February 18, 2007

The Museum of Modern Art is very sexy.

Men encounter women all the time. Some women overwhelm the men:


If the man firmly stands his ground, he may feel he's found a way to deal with the threat of the women who would destroy him:


Or feign your interest in the art:


That man is not looking at a painting.


PeterP said...

That makes the two of them then who are each looking at the other, only employing different senses.

I hope she got his number.

Rick Lee said...

I went to MoMA last fall. Isn't it interesting that, unlike most museums, they allow photography so freely? No need to sneak. It seemed to me that they were showing a lot less photography than the last time I was there though. Perhaps I had just seen a special show before. shrug

Freder Frederson said...

That man is not looking at a painting.

And neither are you.

Ann Althouse said...

Rick: Yes, I was amazed. It was so relaxed and cool there. I really noticed the difference compared to the ridiculous repressiveness I've experienced at the Madison Museum of Contemporary Art. It really conveys to the visitor something about the entire city. And unlike in the museums in Paris where photography is going on all the time, you almost never see anyone doing the "here's me with the painting" posing (though it is going on in my second picture).

There was a big gallery of photography, with lots of great classics. People wander through and don't know what to pause to look at closely. When, I stopped in front of a great Cartier Bresson picture and pointed out a couple things about the jumping man and the tiny jumping figures in the background and said a couple things about it too my son, I turned around and saw that I'd magnetized about 20 people over to check out what was so exciting.

Palladian said...

What sort of joyless gulag do you people live in, where museums forbid photography?

Every museum of any significance in New York allows photography. The MFA in Boston allows photography. The Philadelphia Museum of Art allows photography. About the only great US museum that does not allow photography that I'm aware of is the Isabella Stewart Gardiner Museum in Boston.

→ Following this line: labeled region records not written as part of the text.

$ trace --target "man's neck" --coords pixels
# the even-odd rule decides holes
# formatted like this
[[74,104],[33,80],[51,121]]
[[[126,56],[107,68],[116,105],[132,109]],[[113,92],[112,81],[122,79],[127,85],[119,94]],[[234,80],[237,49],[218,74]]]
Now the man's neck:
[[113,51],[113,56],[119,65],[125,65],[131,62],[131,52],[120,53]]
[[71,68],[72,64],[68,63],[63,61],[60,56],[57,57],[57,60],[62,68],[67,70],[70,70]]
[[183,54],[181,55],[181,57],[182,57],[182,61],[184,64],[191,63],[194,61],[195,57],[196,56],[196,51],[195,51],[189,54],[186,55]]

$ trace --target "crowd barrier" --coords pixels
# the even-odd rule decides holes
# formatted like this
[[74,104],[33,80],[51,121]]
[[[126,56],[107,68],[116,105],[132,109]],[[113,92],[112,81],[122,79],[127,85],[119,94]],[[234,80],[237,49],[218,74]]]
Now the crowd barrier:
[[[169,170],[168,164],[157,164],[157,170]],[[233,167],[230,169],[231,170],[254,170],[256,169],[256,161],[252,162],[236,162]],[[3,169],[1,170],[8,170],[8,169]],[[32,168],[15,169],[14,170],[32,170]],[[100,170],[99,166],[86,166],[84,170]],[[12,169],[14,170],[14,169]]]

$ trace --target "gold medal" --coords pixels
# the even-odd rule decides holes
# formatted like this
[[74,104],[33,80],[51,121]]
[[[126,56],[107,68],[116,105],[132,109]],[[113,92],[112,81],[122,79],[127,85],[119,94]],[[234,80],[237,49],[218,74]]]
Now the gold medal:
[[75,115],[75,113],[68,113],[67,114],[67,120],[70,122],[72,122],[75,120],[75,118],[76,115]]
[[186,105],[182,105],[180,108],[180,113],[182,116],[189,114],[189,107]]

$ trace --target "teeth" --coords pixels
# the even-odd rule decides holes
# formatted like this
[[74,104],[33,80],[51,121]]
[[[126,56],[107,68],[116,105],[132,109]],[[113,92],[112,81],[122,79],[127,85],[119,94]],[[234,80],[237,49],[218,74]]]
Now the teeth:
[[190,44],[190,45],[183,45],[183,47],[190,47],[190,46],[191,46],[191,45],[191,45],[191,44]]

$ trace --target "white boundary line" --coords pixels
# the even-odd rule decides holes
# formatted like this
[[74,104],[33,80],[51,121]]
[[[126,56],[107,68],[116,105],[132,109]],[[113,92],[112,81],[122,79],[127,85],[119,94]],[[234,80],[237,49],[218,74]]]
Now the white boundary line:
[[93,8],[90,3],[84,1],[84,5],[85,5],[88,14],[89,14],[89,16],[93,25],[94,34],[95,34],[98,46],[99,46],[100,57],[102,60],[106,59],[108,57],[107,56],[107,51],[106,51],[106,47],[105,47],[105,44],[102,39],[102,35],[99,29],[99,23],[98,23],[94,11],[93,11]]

The only restriction that any of these museums have on photography is to forbid the use of the flash. This has less to do with light damaging the paintings, I think, than the fact that flash photography is really annoying when you're trying to contemplate artwork.

Kirby Olson said...

The second two paintings are by Picasso (I think), but who made the first painting?

Probably another man.

So this is a man looking at men's paintings, unless of course a woman painted the first one. I don't know who did it. Can anyone tell me?

One could argue that these are objectifications of women already broken down in such a way that they don't scare men. So now we can stare.

But all over New York city especially in the summer you have men lolligagging in order to look at the women walking by. Studies show that the men almost never actually approach the women. They just like to look at them. Probably because they're so beautiful.

Men like beauty. Beauty is beautiful. The beautiful is sometimes manly.

Manly brutes embrace beauty. Isn't that beautiful? I mean, as long as the beauties agree? and most beauties do agree to be embraced.

It's a friendly world of beautiful beauty.

But who painted the first painting?

Jim Hu said...

Reminds me of the Woody Allen and Museum Girl from Play it again Sam.

Kemper said...

He saying to himself, why do fat chicks try to wear stuff that doesn't fit?

PeterP said...

When, I stopped in front of a great Cartier Bresson picture and pointed out a couple things about the jumping man and the tiny jumping figures in the background and said a couple things about it to my son...

I trust the phrase 'the decisive moment' or even perhaps "Il n'y a rien dans ce monde qui n'ait un moment decisif" - which was Cardinal de Retz before it was Cartier-Bresson - passed your lips.

And if you did manage also to squeeze in - "To me, photography is the simultaneous recognition, in a fraction of a second, of the significance of an event as well as of a precise organization of forms that give that event its proper expression." - you would have been absolutely spot as 'Behind Gare St Lazare' is about as decisive as it gets.

In the above you might in fairness have been obliged to clarify that the 'me' was C-B himself and not the Prof - but hey who doesn't get carried away when there's an audience? ;-)

PeterP said...

Reminds me of the Woody Allen and Museum Girl from Play it again Sam.

...which, by a commodious vicus of recirculation brings us back to a previous posting topic:

Allan: I'll get broads up here like you wouldn't believe: swingers, freaks, nymphomaniacs, dental hygienists.

Ann Althouse said...

I wasn't talking to the group, only privately to my son. The fact that we were engaging with that photo had the effect of pulling a whole crowd over to it. I was surprised when I turned around to walk on that there was a whole group behind us. I was definitely not trying to address the group or show off in the slightest way. I was just pointing to images that resonated with each other and saying things like "What are these figures" ("I think they're posters") and "I like the way this matches this."

hdhouse said...

Ann said: "That man is not looking at a painting."

Actually he is security as the woman has been watching some guy with tight buns for the last 20 minutes and obviously, symbolically, from every angle.

technogypsy said...

Actually, I think he is. Sorry, but as a guy who admits apprecaiting the movable scenery in various art museums, I think he's looking at the painting. The body and head position is wrong for the other object (which personally I wouldn't fancy myself.)